Summary: Running Ant from command line fails if property contains a comma
Product: Ant Reporter: Mark Melvin <mark.melvin>
Component: CoreAssignee: Ant Notifications List <notifications>
Status: RESOLVED INVALID    
Severity: normal    
Priority: P2    
Version: 1.7.0   
Target Milestone: ---   
Hardware: PC   
OS: Windows XP   

Description Mark Melvin 2009-01-19 08:10:54 UTC
If I run the following command line (on Windows XP and Windows Server 2003):

ant.bat -Da.property=1,2,3

This fails with the message:

Target "2" does not exist in the project "test".

If I run Java with a similar command line, the property "a.property" is set to the expected value of "1,2,3".

Note that I can get Ant to succeed by double-quoting the entire argument as follows:

ant.bat "-Da.property=1,2,3"

However, this should not be necessary.  And in fact, it is not always practical.   I am running into an insurmountable issue where Ant is being called from my build server, and the build server constructs the command line.  I need a property set on the command line that contains a comma and I have no control over command line argument creation.  

Is there another way I can work around this?
Comment 1 Dominique Devienne 2009-01-19 09:29:05 UTC
Sorry, but this is not a bug. The command shell (DOS) in this case is the one interpreting the command line before Ant sees it, and the quoting to be done is Shell dependent.

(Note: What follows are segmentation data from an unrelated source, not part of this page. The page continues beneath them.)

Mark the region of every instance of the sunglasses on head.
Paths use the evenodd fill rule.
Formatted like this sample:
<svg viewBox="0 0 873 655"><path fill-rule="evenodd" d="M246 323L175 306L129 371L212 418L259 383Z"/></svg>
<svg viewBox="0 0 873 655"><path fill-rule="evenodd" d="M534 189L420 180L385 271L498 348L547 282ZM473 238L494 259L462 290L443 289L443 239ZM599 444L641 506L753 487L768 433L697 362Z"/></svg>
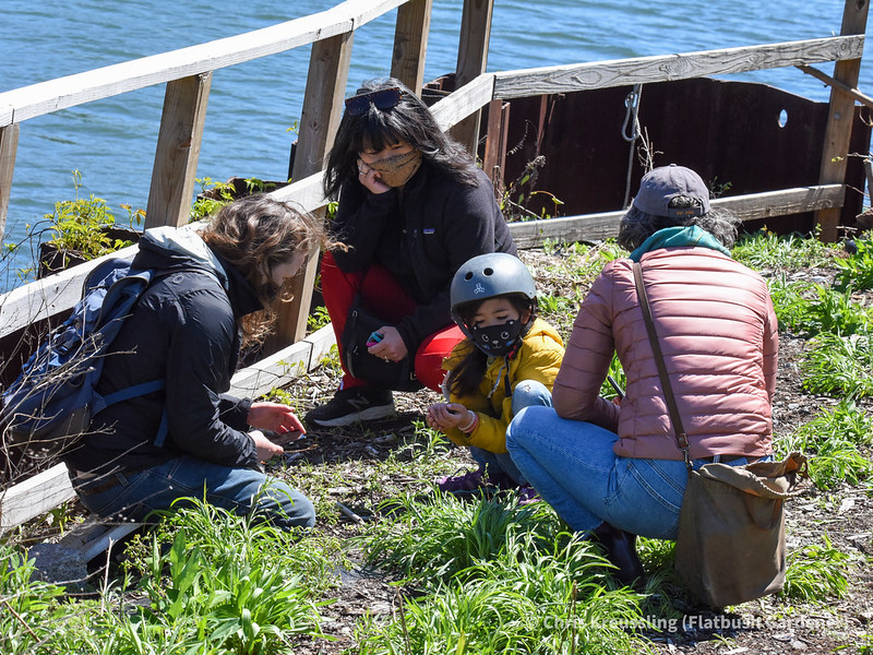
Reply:
<svg viewBox="0 0 873 655"><path fill-rule="evenodd" d="M400 102L400 90L396 86L371 91L346 98L346 112L349 116L361 116L370 110L370 104L384 111L395 107Z"/></svg>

We can't do anything about this. --DD
Comment 2 Mark Melvin 2009-01-19 11:03:38 UTC
Well, I think things could be worked around in Ant.bat as you are exposing the shell's argument weaknesses by rebuilding all the args using SHIFT.  This forces you to accept the result - which is that the DOS prompt splits arguments on all delimiters.  If you didn't use SHIFT you would not have the problem.  
Comment 3 Dominique Devienne 2009-01-19 15:59:48 UTC
If you can provide a functionally equivalent ant.bat which does not exhibit the issue you reported regarding comma handling, we'd gladly take it, although the Ant team is quite reticent to ant.bat changes in general since they tend to be so brittle, as you probably well know since you mention DOS' weakness in the domain.

Maybe you can substitute ant.bat for a .bat of your own doing?